2.1.4 thermal governor 实现原理
Thermal Governor:主要包括gov_bang_bang、gov_fair_share、gov_power_allocator、gov_step_wise、gov_user_space等。目前最常用的为gov_power_allocator。
IPA核心是利用PID控制器,Thermal Zone的温度作为输入,可分配功耗值作为输出,调节Allocator的频率和电压值。PID控制器在Sustainable Power基础上,根据当前温度和Control Temp之间的差值,来调节可分配功耗值的大小,进而调节Cooling设备的状态,也即调整OPP(Voltage和Frequency组合)。PID控制器的参数P、I、D也存在一定的经验值。需要测试几组不同参数,然后看温度控制效果。
Sustainable Power:是在不同OPP情境下,某一个最大OPP的温度保持基本稳定。比其大者,温度上升明显;比其小者温度保持不变或者下降。这可以通过监测不同OPP对应的温度值,得到一个Sustainable Power。
control_temp:当温度高于control_temp温度,IPA就会启动,进行OPP调节
dynamic-power-coefficient:动态功耗系数
IPA模型作用:
1)根据当前温度和控制温度差值计算出功耗,然后基于PID控制器调节OPP
2)根据当前环境预估下一个场景功耗值,包括动态功耗和静态功耗,动态功耗=c*v*v*f,静态功耗=v*F(temp)
,需要根据实测得到的数据,进行分析得到最吻合数据的一组算式。
2.4.1.1 IPA实现流程
1)IPA工作流程
实际的控制流程其实分成几部分:
1.各个器件(thermal cooling device)根据自己的performance状态计算自己需求的状态。
2.IPA governor收集各个器件的状态信息,同时收集器件的温度Tdie、Tskin等。

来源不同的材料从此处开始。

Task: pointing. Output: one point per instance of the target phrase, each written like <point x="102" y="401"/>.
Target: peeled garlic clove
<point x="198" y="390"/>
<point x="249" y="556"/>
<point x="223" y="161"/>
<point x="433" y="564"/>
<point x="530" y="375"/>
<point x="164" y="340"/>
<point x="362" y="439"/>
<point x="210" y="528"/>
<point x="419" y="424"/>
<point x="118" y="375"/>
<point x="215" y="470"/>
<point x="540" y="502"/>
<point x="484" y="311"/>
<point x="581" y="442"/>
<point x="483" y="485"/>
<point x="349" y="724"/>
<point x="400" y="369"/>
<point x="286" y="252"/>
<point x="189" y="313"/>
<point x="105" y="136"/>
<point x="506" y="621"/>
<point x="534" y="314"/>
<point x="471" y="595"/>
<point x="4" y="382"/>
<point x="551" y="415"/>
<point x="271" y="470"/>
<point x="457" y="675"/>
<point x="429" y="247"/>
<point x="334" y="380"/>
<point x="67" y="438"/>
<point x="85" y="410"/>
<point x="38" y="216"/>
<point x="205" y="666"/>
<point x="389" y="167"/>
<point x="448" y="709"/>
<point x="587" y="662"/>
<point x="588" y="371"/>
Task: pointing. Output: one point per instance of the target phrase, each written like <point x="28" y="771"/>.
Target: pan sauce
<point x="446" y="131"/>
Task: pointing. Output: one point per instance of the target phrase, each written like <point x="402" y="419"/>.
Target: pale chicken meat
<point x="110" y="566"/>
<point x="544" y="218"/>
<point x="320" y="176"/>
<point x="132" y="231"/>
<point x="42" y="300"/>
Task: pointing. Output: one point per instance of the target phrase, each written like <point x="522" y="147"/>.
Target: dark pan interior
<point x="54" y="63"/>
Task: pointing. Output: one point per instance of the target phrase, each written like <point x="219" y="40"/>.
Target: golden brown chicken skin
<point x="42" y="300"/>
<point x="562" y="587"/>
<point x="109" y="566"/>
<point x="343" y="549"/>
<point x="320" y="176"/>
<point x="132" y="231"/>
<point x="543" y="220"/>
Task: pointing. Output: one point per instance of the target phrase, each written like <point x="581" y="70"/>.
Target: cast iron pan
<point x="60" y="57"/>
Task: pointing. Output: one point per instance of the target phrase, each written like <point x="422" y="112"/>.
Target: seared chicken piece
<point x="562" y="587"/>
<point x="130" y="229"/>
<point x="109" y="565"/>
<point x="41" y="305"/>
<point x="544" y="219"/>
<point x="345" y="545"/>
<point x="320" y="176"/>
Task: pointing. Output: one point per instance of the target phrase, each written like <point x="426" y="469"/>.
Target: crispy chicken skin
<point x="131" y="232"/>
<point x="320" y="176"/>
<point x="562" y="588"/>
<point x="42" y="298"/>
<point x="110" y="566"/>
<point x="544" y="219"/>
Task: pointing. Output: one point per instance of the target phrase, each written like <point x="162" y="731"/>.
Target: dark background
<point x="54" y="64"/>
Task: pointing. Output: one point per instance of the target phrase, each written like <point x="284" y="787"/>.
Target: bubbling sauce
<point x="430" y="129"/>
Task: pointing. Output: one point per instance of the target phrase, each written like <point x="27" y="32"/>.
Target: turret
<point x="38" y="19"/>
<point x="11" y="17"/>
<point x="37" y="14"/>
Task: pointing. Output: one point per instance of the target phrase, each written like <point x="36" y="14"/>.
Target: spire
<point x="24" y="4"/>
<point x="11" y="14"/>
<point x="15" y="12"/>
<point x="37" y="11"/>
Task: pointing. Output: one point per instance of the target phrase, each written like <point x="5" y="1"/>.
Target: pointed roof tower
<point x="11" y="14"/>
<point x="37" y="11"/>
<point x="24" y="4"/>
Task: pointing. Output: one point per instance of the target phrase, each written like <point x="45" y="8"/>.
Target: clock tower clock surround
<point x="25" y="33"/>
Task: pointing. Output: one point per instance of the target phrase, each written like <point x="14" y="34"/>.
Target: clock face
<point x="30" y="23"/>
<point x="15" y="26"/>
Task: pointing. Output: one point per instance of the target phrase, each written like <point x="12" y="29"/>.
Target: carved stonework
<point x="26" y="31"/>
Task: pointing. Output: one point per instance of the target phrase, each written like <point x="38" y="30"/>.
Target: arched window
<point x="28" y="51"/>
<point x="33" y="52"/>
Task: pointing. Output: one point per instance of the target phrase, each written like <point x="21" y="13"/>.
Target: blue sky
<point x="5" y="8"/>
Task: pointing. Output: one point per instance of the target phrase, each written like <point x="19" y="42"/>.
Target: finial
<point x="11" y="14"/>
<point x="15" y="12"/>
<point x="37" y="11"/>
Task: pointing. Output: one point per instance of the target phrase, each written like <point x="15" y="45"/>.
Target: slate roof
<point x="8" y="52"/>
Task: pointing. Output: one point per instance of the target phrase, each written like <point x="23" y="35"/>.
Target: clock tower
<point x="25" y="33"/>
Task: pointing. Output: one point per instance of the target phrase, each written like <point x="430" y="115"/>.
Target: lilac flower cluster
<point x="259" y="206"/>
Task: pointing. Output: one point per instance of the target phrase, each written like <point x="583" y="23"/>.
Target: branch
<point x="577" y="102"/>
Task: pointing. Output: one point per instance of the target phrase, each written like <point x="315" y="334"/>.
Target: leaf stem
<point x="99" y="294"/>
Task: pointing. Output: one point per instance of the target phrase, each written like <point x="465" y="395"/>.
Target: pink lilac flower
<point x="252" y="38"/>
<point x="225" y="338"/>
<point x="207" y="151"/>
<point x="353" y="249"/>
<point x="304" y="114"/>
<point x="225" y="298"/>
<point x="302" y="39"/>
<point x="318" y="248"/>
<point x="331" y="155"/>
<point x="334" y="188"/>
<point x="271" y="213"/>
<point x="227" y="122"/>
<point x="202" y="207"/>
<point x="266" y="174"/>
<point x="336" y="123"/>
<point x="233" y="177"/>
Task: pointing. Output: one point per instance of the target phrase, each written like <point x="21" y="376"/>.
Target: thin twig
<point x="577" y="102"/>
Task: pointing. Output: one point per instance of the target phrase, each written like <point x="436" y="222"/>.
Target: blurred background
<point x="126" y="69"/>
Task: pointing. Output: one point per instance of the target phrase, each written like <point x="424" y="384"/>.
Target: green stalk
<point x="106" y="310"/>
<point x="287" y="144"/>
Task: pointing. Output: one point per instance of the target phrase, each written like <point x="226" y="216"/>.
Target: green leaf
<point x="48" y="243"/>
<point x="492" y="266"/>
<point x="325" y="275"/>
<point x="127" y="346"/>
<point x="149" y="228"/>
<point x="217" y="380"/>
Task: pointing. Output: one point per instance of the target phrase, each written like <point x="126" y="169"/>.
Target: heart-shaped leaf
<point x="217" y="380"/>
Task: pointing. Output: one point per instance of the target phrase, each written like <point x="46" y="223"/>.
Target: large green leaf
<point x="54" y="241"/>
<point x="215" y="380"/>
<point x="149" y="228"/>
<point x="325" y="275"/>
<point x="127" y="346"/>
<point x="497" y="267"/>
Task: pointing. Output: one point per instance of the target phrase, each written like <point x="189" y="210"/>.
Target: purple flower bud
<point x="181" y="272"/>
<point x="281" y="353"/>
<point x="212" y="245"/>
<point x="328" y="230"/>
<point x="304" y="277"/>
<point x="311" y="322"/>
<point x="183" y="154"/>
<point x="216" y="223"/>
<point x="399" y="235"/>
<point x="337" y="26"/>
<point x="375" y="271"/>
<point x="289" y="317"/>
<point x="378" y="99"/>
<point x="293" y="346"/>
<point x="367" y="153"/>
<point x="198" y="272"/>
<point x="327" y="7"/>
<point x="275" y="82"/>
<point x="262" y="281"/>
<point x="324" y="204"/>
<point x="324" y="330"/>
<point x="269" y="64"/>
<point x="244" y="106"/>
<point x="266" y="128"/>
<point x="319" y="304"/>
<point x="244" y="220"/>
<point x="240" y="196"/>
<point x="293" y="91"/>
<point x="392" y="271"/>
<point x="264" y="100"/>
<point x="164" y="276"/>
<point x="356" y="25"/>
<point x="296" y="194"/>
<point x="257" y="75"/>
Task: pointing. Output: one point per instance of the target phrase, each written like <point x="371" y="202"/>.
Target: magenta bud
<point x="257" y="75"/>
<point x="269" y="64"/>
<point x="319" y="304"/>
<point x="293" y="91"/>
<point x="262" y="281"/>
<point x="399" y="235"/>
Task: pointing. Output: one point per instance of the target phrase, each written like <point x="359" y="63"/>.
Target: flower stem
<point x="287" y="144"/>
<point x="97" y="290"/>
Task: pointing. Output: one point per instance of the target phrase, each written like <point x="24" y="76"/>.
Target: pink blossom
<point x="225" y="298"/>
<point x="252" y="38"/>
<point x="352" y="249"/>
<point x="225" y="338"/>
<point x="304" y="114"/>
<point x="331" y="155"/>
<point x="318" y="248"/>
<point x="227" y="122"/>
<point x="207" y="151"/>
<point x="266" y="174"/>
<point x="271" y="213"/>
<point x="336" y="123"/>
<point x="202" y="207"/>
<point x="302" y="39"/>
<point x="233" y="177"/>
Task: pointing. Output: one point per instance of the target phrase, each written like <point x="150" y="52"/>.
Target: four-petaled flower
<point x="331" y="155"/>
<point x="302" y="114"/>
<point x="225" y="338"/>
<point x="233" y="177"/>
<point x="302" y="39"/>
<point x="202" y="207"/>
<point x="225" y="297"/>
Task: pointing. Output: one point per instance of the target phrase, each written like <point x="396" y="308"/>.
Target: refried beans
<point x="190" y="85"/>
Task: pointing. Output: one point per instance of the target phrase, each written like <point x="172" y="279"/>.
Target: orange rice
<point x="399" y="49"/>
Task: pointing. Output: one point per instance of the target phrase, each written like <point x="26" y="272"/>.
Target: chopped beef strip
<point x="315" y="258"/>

3.IPA governor根据器件的状态信息和温度信息,同时根据前刻的状态信息,计算出此时能够赋给各个cooling device的状态信息
4.各个cooling device得到自己的状态信息,根据governor要求调整自己的状态。
2)实际governor的工作原理
3)ARM文档手册里的图来说明功耗是如何在请求和实际需求之间分配
当需求小于给予时,大家总是能够相安无事的。矛盾总之发生在需求和给予不能相互满足的时候,即requested_power > granted_power时,我们这里可以看到各个actor的request_power,little和big的granted_power是小于其request_power的,不够分了!
这是我们把目光投到了GPU身上,大哥这个时候不用power!有多的拿来分,那可以的,于是多余的granted_power就被按需分配到了big和Little核心上。
每个actor分多少呢? 那就要看他们的需求超过了多少,需求的越多,最后拿到的也就越多。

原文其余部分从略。